Hayes, who says he only lost five of the hundreds of felony trials he’s handled and never had a conviction overturned or reversed on appeal, claims Ballard’s tenure has been plagued with a number of overturned appeals. He cites an Internet pornography case in Peachtree City, Selfe v. the State, as an example of a conviction being reversed on appeal.
“It was reversed because it was indicted improperly earlier this year and there are 20 other convictions that are in danger of faulty indictments,” Hayes said.
But, according to Ballard, Selfe v. the State was reversed because of the newness of the legislative statute.
“It is a fairly new statute that says you can’t solicit a child over the Internet for the purpose of having sexual activity with them,” Ballard said, explaining that Peachtree City was aggressive in setting up sting operations where a police officer posed as a 15-year-old girl on the Internet. “We’ve been quite successful in prosecuting them, but we’re using an untested statute. The Court of Appeals had never ruled on that statute. We wrote our indictment exactly as the statute was written.”
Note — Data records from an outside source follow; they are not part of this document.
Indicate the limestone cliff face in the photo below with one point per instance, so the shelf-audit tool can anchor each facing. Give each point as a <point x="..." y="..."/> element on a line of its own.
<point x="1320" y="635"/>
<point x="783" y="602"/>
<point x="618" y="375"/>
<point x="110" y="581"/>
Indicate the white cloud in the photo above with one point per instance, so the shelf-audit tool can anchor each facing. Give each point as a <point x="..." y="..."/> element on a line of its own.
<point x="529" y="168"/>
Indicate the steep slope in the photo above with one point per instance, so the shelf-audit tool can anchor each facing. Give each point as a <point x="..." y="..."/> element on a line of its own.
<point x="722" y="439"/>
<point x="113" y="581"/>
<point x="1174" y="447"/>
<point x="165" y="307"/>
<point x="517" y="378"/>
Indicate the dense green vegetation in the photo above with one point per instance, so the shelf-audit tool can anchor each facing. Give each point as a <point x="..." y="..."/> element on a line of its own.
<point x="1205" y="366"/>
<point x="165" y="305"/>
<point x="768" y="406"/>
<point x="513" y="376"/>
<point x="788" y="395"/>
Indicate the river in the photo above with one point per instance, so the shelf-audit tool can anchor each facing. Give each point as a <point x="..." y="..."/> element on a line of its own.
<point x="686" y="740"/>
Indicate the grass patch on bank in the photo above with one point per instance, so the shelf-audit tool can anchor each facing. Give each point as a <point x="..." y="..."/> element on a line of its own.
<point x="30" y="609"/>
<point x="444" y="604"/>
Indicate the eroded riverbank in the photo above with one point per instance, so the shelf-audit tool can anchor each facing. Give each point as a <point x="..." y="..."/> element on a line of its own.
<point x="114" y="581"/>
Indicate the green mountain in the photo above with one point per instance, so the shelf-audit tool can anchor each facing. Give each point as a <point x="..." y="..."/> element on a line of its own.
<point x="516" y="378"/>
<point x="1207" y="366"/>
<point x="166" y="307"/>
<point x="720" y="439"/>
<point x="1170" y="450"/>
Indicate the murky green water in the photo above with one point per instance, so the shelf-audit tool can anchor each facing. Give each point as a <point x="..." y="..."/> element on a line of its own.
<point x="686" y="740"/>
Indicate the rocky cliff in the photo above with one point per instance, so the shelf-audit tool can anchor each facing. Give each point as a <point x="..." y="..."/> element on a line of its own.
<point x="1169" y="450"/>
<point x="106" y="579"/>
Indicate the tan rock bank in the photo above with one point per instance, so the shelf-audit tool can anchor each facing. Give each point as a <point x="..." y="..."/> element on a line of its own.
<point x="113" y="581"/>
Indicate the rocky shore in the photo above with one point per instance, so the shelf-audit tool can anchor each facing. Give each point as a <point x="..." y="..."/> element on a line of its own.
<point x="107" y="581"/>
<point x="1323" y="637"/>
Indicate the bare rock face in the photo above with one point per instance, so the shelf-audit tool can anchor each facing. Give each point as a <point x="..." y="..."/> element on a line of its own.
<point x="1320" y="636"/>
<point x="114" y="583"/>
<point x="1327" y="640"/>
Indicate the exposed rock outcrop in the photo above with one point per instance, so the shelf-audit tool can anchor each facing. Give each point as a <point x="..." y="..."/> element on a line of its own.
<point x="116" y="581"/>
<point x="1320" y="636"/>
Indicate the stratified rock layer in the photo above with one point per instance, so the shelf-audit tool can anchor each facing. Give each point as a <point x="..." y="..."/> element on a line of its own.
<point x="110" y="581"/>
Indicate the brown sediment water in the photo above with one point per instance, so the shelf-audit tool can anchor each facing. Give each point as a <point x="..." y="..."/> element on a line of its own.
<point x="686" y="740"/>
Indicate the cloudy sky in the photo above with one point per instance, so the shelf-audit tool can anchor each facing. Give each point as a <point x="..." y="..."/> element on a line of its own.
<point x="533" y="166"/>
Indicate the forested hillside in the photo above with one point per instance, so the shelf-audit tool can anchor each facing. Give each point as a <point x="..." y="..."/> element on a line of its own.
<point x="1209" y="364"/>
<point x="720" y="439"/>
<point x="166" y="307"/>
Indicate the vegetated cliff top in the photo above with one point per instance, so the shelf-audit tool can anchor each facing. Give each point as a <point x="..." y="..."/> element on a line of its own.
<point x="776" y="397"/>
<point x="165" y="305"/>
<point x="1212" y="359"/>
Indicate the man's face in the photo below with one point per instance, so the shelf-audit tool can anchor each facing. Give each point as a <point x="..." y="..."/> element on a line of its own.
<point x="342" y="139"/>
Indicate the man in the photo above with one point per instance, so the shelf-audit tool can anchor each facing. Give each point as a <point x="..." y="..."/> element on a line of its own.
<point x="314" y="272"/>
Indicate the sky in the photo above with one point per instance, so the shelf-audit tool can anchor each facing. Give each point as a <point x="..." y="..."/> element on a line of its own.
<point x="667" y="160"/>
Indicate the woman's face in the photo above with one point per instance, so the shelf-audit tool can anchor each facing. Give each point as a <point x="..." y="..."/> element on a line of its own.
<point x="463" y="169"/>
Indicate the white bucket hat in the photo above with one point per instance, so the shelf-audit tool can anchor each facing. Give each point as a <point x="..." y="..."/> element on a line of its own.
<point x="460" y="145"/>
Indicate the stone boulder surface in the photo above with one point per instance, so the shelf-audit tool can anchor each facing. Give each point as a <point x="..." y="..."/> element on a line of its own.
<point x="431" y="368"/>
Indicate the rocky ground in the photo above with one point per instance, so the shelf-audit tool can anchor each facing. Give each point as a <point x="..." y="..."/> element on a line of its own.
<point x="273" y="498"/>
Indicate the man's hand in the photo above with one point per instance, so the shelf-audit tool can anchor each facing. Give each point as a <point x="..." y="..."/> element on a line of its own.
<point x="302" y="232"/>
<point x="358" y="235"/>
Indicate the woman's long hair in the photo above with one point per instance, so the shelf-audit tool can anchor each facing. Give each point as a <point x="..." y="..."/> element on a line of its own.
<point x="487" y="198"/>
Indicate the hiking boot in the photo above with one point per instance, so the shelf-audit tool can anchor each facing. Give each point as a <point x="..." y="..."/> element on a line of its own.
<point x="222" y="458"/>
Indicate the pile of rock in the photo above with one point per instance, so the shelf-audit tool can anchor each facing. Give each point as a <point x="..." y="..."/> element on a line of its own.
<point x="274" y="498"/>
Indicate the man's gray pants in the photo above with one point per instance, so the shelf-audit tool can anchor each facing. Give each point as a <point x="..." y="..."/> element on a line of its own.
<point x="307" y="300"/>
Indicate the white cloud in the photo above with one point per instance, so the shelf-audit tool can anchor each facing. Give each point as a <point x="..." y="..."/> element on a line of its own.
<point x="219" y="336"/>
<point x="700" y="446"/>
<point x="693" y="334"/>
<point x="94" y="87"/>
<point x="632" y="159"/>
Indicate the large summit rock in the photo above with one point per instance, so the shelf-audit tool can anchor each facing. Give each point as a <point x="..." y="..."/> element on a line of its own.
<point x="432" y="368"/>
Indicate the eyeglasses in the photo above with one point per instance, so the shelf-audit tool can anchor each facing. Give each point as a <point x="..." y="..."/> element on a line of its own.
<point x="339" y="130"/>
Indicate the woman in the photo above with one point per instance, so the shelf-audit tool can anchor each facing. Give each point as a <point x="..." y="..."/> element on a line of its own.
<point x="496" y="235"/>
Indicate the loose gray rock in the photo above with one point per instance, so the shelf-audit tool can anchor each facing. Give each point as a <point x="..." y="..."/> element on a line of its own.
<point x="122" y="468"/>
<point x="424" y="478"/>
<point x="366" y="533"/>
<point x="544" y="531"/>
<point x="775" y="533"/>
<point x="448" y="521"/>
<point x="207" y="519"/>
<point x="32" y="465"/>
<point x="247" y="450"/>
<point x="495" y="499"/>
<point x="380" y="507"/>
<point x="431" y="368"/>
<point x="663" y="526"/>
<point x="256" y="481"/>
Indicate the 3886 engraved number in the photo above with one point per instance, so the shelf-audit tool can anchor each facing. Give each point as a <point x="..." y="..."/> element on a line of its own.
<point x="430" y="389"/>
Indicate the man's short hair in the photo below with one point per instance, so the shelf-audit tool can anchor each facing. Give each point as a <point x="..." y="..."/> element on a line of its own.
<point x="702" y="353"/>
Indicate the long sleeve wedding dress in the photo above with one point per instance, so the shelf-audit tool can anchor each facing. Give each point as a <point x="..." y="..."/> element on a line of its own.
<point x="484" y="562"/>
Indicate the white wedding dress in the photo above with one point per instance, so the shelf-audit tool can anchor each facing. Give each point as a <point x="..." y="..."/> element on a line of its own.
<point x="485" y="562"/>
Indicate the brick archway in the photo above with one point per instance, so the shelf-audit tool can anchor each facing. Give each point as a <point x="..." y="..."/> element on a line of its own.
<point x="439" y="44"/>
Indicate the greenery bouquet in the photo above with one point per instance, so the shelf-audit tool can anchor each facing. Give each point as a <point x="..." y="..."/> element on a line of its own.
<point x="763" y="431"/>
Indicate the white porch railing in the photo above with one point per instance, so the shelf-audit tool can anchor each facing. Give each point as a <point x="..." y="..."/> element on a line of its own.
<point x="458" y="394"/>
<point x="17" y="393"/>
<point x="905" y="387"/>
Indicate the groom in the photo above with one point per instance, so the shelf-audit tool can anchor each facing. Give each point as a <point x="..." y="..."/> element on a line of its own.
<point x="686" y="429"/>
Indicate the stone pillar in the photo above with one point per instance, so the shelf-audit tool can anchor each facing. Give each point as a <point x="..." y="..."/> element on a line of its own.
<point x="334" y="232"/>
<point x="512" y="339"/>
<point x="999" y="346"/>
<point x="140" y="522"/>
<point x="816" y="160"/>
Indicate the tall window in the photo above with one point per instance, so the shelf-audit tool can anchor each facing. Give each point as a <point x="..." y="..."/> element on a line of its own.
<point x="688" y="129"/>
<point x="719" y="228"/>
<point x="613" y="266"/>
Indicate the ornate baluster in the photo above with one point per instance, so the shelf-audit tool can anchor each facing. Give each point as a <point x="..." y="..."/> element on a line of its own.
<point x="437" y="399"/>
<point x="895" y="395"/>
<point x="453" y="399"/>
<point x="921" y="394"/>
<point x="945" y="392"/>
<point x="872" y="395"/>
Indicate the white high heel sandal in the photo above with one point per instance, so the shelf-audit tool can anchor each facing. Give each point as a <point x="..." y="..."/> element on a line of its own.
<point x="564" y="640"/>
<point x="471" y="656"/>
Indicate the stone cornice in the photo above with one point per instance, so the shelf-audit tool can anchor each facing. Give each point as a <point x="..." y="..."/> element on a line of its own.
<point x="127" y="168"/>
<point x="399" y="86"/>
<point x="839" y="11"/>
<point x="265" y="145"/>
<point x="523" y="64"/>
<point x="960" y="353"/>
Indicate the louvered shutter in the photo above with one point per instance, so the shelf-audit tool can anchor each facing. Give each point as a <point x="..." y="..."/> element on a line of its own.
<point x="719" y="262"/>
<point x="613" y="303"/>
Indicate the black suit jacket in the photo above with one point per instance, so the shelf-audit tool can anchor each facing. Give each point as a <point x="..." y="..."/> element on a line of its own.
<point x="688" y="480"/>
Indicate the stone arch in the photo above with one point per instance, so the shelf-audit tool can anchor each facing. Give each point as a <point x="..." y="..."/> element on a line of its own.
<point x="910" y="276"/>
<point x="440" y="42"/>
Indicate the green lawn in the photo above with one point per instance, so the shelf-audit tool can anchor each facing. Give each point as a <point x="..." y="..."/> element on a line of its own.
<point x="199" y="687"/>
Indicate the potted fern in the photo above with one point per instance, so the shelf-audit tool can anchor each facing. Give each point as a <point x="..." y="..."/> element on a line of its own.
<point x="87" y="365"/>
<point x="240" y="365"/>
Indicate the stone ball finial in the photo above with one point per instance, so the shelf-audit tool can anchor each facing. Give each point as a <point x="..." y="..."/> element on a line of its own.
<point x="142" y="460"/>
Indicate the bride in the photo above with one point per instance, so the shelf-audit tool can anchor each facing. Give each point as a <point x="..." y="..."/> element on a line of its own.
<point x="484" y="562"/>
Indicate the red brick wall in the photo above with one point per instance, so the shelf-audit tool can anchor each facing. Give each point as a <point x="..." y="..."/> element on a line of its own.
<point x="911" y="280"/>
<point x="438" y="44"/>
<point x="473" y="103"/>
According to Ballard, the alleged child molester mounted a camera on his computer and performed sex acts on camera.
“We charged him with soliciting her for the purpose of child molestation and the Court of Appeals said he couldn’t be charged with that because it had to be person to person. I really think their objection was with the Georgia Legislature and not us,” Ballard said, saying that the other cases Hayes claims are in danger of faulty indictments were filed under a habeas corpus and were either convicted under a different statute or are cases where the defendants pleaded guilty.
“I don’t think it’s as big an issue as he sees it being,” Ballard said, explaining that if the cases are overturned he will re-indict them and charge them with something else.
In what he calls a “horrible decision” on the part of Ballard, Hayes says his opponent testified on behalf of a convicted child molester in a case in Bainbridge, and called the defendant a “good man who is worth taking a chance on,” while Ballard says he testified under subpoena in favor of a defendant who was convicted of child molestation 18 years prior and was a member of his prayer group at church.
“I honored the subpoena and, during the conversation, I did say he was an outstanding guy,” Ballard said. “I said the same thing about my opponent and others that maybe I shouldn’t have. Never would I say somebody was justified in molesting a child. I’m not soft on child molesters.”
The Griffin Judicial District covers four counties - Spalding, Pike, Fayette and Upson.
“I believe in the DA’s office being a call to public service,” Hayes said. “And I have a proven track record. The DA has to be a leader in the community. That doesn’t happen now. You have to be involved. You have to be educating the people and trying to change the mind-set in how we look at the criminal justice system.”
Ballard says the challenges of his office differ from county to county and he sees the biggest challenge in Spalding County being the proper management of the county’s large case load. He feels people should vote for him because “it ain’t broke, and there’s no reason to fix it.”
“We’ve done an excellent job here in Spalding County, especially since my opponent left,” Ballard said, accusing Hayes of timing his departure a few days before the grand jury met and leaving him un-drafted indictments on several child molestation cases. “I stayed there day and night and drafted those indictments. There was one where I drafted a 100-count indictment against someone on all types of kiddy porn. I then had to meet with over a dozen child molestation victims and assure them the predator would not go free. I think those acts demonstrate my commitment to children and it may say something about his.”